I've been testing some personal AI language models (essentially ChatGPT with less power), and have found that they're quite familiar with ABDL stories. With some trial and error prompting and sometimes manually changing their output partway to steer them, they can actually write semi-decent stories with human supervision. It's almost like having a co-writer to collaborate with. They're quite good at roleplay as well, where you can define a character for them, such as a domineering giantess mommy or a regressed little.
I've attached 3 short stories to this post for anybody who wants to check them out. None are amazing, but I thought they were fun. They're a mix of both me and the AI writing. I'm fairly sure the AI was trained on my and other people's writing, since I recognize some familiar turns-of-phrase in its outputs.

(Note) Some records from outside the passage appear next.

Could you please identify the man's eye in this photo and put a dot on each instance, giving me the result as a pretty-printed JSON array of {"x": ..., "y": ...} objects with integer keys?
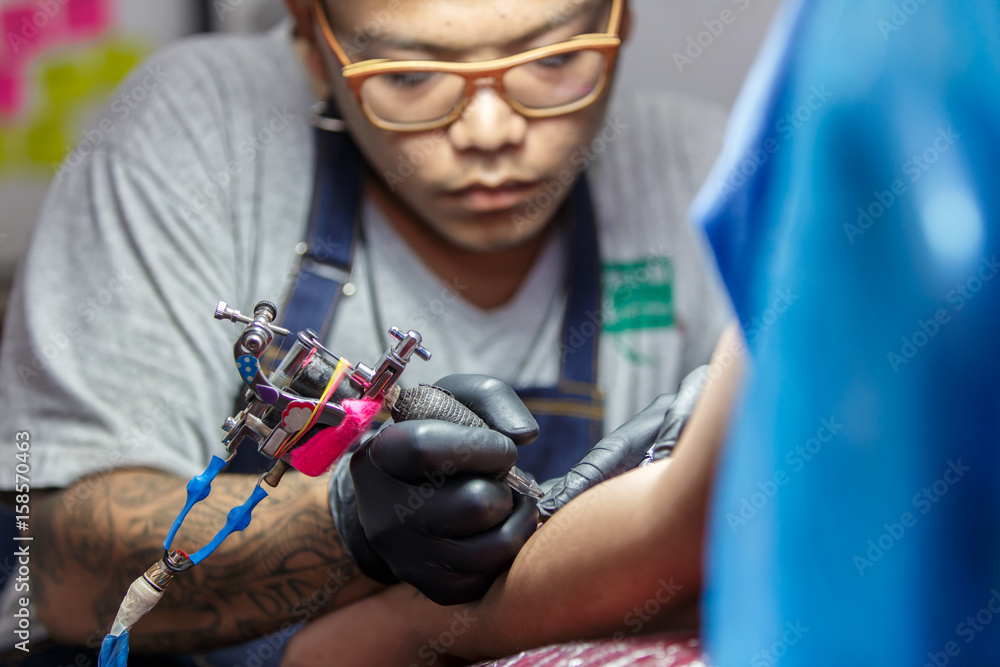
[
  {"x": 409, "y": 79},
  {"x": 557, "y": 61}
]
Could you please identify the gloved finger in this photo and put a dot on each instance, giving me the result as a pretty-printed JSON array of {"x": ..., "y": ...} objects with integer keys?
[
  {"x": 411, "y": 450},
  {"x": 466, "y": 507},
  {"x": 618, "y": 452},
  {"x": 495, "y": 402},
  {"x": 491, "y": 552},
  {"x": 683, "y": 405}
]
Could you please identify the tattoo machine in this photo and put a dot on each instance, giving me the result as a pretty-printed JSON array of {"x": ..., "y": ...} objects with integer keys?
[{"x": 305, "y": 414}]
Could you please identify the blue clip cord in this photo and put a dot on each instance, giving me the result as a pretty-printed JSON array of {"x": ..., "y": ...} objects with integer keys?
[
  {"x": 114, "y": 651},
  {"x": 237, "y": 520},
  {"x": 198, "y": 489}
]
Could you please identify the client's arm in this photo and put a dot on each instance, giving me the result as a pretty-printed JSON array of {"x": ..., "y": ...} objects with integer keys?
[{"x": 588, "y": 572}]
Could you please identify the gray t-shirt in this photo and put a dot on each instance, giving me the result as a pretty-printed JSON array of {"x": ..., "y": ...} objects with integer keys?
[{"x": 196, "y": 189}]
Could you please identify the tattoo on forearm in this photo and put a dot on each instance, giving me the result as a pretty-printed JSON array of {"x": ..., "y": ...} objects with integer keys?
[{"x": 287, "y": 567}]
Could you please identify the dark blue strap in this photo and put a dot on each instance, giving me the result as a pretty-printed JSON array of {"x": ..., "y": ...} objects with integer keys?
[
  {"x": 582, "y": 325},
  {"x": 326, "y": 265},
  {"x": 571, "y": 415}
]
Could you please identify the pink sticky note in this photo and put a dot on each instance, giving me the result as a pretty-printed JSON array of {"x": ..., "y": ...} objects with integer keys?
[
  {"x": 88, "y": 17},
  {"x": 23, "y": 36},
  {"x": 11, "y": 91}
]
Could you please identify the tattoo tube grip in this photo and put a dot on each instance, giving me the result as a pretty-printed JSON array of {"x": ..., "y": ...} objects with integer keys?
[{"x": 429, "y": 402}]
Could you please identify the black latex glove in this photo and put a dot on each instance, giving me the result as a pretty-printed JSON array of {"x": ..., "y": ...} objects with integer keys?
[
  {"x": 655, "y": 430},
  {"x": 425, "y": 506}
]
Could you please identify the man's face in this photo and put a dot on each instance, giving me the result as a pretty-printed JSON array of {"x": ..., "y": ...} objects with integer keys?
[{"x": 484, "y": 182}]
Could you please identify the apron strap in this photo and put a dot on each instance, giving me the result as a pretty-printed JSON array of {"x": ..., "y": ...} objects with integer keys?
[
  {"x": 325, "y": 266},
  {"x": 582, "y": 324}
]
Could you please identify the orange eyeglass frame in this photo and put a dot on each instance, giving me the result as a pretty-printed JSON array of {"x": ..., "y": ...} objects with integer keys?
[{"x": 476, "y": 74}]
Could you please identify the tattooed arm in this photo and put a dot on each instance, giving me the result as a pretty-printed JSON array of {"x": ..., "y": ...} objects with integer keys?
[{"x": 93, "y": 539}]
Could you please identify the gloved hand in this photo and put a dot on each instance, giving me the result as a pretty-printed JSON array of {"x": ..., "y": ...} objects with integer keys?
[
  {"x": 655, "y": 430},
  {"x": 422, "y": 503}
]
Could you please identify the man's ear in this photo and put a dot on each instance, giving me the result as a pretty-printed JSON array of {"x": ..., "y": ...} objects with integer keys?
[{"x": 306, "y": 31}]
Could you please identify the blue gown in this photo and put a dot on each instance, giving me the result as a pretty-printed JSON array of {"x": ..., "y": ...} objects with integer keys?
[{"x": 855, "y": 216}]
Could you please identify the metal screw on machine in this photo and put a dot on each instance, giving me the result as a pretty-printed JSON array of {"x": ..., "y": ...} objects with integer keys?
[
  {"x": 260, "y": 332},
  {"x": 392, "y": 363}
]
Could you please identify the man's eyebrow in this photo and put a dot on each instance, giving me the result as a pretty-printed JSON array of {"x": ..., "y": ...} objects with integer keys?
[{"x": 553, "y": 21}]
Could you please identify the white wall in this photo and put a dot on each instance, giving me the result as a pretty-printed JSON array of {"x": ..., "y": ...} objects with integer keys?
[{"x": 661, "y": 29}]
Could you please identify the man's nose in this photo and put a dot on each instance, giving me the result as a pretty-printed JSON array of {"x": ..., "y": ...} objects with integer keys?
[{"x": 488, "y": 123}]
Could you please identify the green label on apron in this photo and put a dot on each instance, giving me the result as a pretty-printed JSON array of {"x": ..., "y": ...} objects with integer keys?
[{"x": 638, "y": 295}]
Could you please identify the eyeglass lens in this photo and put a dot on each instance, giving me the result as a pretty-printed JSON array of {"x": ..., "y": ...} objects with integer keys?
[{"x": 543, "y": 84}]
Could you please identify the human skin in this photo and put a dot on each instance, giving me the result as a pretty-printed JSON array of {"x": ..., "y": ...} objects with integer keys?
[
  {"x": 589, "y": 572},
  {"x": 459, "y": 228},
  {"x": 95, "y": 537}
]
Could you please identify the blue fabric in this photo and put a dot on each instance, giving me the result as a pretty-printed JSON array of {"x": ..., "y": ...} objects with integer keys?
[{"x": 855, "y": 216}]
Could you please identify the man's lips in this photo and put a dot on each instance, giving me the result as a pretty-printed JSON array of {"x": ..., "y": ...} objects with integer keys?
[{"x": 480, "y": 197}]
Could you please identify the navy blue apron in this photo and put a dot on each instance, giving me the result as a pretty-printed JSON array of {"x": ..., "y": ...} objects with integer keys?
[{"x": 570, "y": 414}]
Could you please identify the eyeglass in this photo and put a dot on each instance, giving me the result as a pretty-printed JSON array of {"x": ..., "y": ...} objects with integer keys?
[{"x": 419, "y": 95}]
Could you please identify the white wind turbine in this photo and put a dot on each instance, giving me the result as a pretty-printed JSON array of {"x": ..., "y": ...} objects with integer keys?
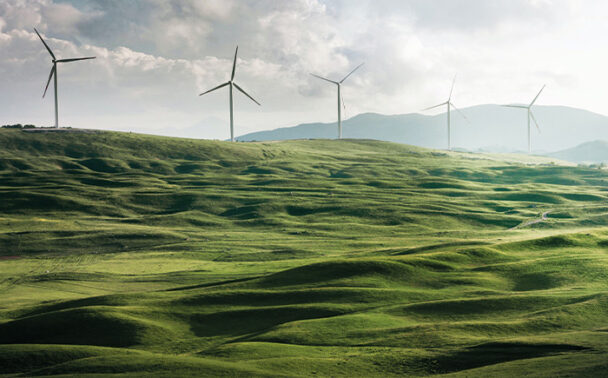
[
  {"x": 232, "y": 84},
  {"x": 449, "y": 105},
  {"x": 530, "y": 115},
  {"x": 339, "y": 83},
  {"x": 53, "y": 74}
]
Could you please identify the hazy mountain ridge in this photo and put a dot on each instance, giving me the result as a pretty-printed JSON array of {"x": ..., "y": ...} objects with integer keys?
[
  {"x": 589, "y": 152},
  {"x": 491, "y": 128}
]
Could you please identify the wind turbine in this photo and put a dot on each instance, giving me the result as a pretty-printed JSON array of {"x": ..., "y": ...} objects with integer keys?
[
  {"x": 53, "y": 74},
  {"x": 530, "y": 115},
  {"x": 449, "y": 105},
  {"x": 232, "y": 84},
  {"x": 339, "y": 83}
]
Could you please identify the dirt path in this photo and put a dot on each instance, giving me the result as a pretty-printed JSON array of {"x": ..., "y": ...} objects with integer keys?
[{"x": 542, "y": 218}]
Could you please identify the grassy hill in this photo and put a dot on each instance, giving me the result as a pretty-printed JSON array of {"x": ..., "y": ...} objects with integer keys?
[{"x": 129, "y": 254}]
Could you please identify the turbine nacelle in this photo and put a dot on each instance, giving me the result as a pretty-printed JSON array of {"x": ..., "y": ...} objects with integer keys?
[
  {"x": 53, "y": 73},
  {"x": 340, "y": 100},
  {"x": 231, "y": 83},
  {"x": 449, "y": 104},
  {"x": 530, "y": 115}
]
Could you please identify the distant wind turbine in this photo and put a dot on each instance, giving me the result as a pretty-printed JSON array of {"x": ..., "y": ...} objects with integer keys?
[
  {"x": 53, "y": 74},
  {"x": 530, "y": 115},
  {"x": 340, "y": 100},
  {"x": 232, "y": 84},
  {"x": 449, "y": 105}
]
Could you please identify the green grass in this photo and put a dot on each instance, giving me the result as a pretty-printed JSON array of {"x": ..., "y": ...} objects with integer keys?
[{"x": 133, "y": 254}]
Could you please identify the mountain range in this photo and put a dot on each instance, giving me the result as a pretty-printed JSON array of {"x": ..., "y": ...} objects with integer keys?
[{"x": 491, "y": 128}]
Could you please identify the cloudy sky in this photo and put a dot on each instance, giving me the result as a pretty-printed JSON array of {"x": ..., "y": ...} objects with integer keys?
[{"x": 155, "y": 56}]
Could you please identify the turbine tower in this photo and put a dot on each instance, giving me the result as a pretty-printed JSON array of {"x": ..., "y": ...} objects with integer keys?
[
  {"x": 339, "y": 83},
  {"x": 449, "y": 105},
  {"x": 232, "y": 84},
  {"x": 530, "y": 115},
  {"x": 53, "y": 74}
]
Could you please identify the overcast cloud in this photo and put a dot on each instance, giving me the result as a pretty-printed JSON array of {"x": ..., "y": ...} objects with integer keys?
[{"x": 155, "y": 56}]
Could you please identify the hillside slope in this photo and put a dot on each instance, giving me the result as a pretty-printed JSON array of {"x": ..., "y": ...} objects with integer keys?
[{"x": 132, "y": 254}]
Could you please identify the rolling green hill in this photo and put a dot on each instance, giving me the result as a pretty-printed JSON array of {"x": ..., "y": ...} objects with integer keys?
[{"x": 132, "y": 254}]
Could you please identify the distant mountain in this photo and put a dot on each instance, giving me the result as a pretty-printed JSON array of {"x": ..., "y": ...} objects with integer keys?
[
  {"x": 590, "y": 152},
  {"x": 492, "y": 128}
]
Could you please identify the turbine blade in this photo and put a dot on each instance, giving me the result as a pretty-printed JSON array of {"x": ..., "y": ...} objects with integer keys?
[
  {"x": 49, "y": 81},
  {"x": 351, "y": 72},
  {"x": 515, "y": 106},
  {"x": 74, "y": 59},
  {"x": 45, "y": 45},
  {"x": 452, "y": 89},
  {"x": 535, "y": 122},
  {"x": 234, "y": 64},
  {"x": 436, "y": 106},
  {"x": 536, "y": 98},
  {"x": 246, "y": 94},
  {"x": 461, "y": 113},
  {"x": 322, "y": 78},
  {"x": 218, "y": 87}
]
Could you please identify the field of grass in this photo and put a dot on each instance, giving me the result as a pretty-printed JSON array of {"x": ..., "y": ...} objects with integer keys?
[{"x": 131, "y": 254}]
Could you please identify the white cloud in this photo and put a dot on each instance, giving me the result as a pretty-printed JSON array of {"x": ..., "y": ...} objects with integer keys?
[{"x": 155, "y": 56}]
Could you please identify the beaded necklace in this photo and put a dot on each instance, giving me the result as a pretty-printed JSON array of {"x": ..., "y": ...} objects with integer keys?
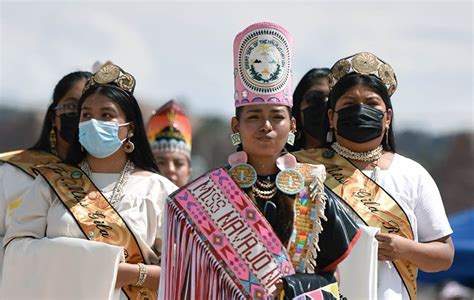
[{"x": 118, "y": 188}]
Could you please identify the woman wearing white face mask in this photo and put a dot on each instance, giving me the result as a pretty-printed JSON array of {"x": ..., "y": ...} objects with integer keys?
[{"x": 102, "y": 220}]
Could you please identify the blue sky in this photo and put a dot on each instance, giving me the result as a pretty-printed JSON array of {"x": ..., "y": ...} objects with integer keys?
[{"x": 183, "y": 50}]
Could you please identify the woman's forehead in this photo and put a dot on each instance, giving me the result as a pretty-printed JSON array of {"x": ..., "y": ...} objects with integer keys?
[{"x": 264, "y": 108}]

It's an interesting method for inspiration, especially for something like captions, where it's sometimes a struggle to figure out how to continue from a point. The writing is a bit simple but the grammar is very good (better than mine really), and with some prompting you can instruct it to write more flowery descriptions (which I haven't included in these examples since none of those stories worked out overall).
Currently the model is only able to handle something like 2000 words in a conversation, so long stories aren't an option. However I've just spent $1.5k to order some more powerful hardware which should arrive in a week, which will give the ability to train some of these models to be more ABDL focused (with something like 14 years of captions and stories to pull from), though these language models are in a much better starting position than the image models for that. The new hardware will also massively help with the image models, where I've been leaving my computer training for weeks at a time and not able to do much else, and where it currently takes forever to start over to fix mistakes or try new things.